I came across some funny memory behavior working with numpy + cython, while trying to get data from a numpy array as a C array, to use in a GIL-free function. I've taken look at both the cython and numpy's array API but I haven't found any explanation. So consider the following lines of code:
cdef np.float32_t *a1 = <np.float32_t *>np.PyArray_DATA(np.empty(2, dtype="float32"))
print "{0:x}".format(<unsigned int>a1)
cdef np.float32_t *a2 = <np.float32_t *>np.PyArray_DATA(np.empty(2, dtype="float32"))

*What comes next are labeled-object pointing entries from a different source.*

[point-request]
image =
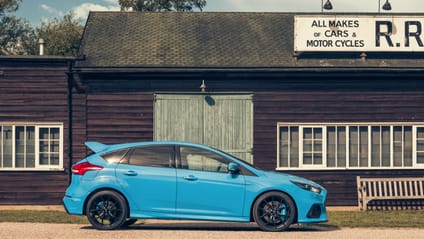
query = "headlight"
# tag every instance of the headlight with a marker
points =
(307, 187)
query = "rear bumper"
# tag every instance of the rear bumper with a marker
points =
(73, 206)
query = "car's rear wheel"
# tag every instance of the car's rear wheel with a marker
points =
(274, 211)
(107, 210)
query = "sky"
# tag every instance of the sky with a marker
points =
(43, 10)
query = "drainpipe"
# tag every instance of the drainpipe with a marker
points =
(70, 122)
(42, 43)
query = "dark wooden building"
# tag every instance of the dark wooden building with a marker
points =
(233, 81)
(34, 125)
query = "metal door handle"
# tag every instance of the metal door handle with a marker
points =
(190, 178)
(131, 173)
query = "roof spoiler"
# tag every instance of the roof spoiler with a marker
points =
(96, 146)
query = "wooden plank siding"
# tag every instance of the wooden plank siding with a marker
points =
(357, 102)
(34, 92)
(120, 109)
(120, 117)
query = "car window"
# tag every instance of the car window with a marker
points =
(151, 156)
(203, 160)
(115, 156)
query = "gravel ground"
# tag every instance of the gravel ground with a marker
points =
(188, 230)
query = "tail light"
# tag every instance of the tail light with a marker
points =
(82, 168)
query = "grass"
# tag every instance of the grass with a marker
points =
(387, 219)
(40, 217)
(383, 219)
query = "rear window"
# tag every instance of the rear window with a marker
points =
(115, 156)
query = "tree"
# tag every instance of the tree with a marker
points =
(162, 5)
(15, 33)
(62, 36)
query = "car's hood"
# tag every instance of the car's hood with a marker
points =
(276, 176)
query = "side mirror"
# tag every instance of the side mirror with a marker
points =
(233, 168)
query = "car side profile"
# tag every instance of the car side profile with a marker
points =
(118, 184)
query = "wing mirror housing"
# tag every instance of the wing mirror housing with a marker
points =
(233, 168)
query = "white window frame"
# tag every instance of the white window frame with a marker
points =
(323, 146)
(347, 126)
(414, 147)
(38, 166)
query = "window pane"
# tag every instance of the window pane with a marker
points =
(385, 148)
(284, 146)
(420, 132)
(54, 133)
(307, 133)
(353, 146)
(1, 147)
(307, 158)
(54, 159)
(363, 146)
(30, 146)
(44, 134)
(420, 157)
(407, 154)
(307, 145)
(44, 158)
(7, 146)
(294, 149)
(202, 160)
(317, 158)
(331, 146)
(341, 146)
(151, 156)
(397, 146)
(376, 146)
(420, 144)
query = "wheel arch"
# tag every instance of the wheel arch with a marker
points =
(274, 190)
(105, 189)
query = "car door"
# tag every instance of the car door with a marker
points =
(148, 177)
(205, 187)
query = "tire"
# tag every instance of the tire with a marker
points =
(274, 211)
(107, 210)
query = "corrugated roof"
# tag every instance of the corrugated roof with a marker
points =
(206, 40)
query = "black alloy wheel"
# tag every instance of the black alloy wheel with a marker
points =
(107, 210)
(274, 211)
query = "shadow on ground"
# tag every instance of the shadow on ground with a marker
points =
(217, 226)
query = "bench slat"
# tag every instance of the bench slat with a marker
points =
(388, 188)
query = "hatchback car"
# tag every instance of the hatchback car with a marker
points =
(118, 184)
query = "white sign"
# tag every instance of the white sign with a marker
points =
(359, 33)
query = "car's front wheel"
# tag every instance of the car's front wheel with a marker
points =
(274, 211)
(107, 210)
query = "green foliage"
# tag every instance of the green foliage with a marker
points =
(62, 36)
(162, 5)
(40, 217)
(15, 33)
(18, 37)
(9, 6)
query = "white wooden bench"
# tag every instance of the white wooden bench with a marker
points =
(388, 189)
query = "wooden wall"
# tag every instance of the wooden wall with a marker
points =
(34, 92)
(344, 100)
(120, 109)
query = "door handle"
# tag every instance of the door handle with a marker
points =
(130, 173)
(190, 178)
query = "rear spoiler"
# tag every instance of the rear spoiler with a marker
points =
(96, 146)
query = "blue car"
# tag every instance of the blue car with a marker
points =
(118, 184)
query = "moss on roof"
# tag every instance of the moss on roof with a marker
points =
(205, 40)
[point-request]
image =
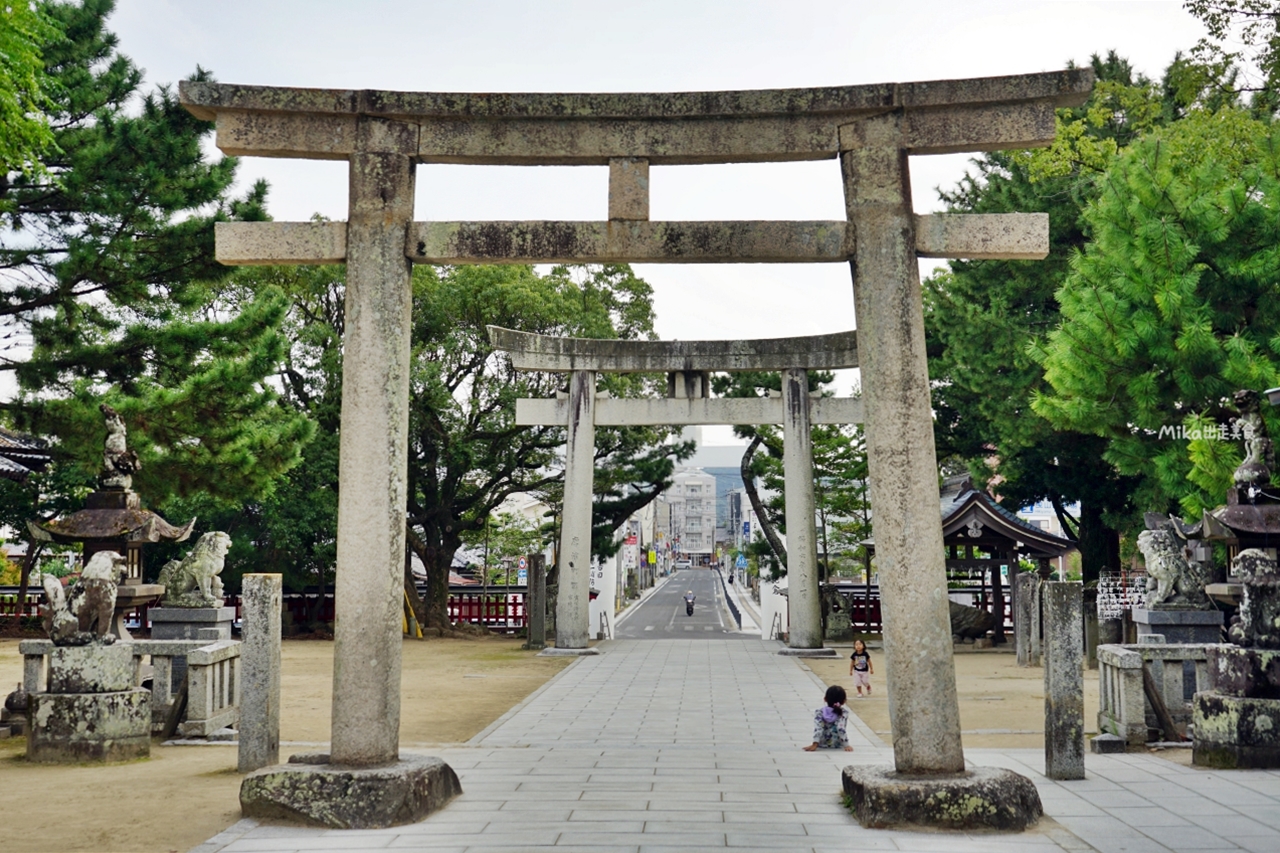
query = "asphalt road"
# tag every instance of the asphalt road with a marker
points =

print "{0:x}".format(<unsigned int>a2)[]
I allocate two numpy arrays with numpy's empty function, and want to retrieve a pointer to the data buffer for each of them. You would expect these two pointers to point to two different memory addresses on the heap, possibly spaced by 2*4 bytes. But no, I get pointers to the same memory address, e.g.
>>>96a7aec0
>>>96a7aec0
How come? I managed to work around that by declaring my numpy arrays outside of the PyArray_DATA call, in such case, I get what I expect.
The only explanation I can think of, is that I don't create any Python object out of the scope of the PyArray_DATA function, and calling this function doesn't increment Python's reference count. Therefore the GC reclaims this memory space right after, and the next array is allocated at the now free previous memory address. Could somebody more cython-savvy than me could confirm that or give another explanation?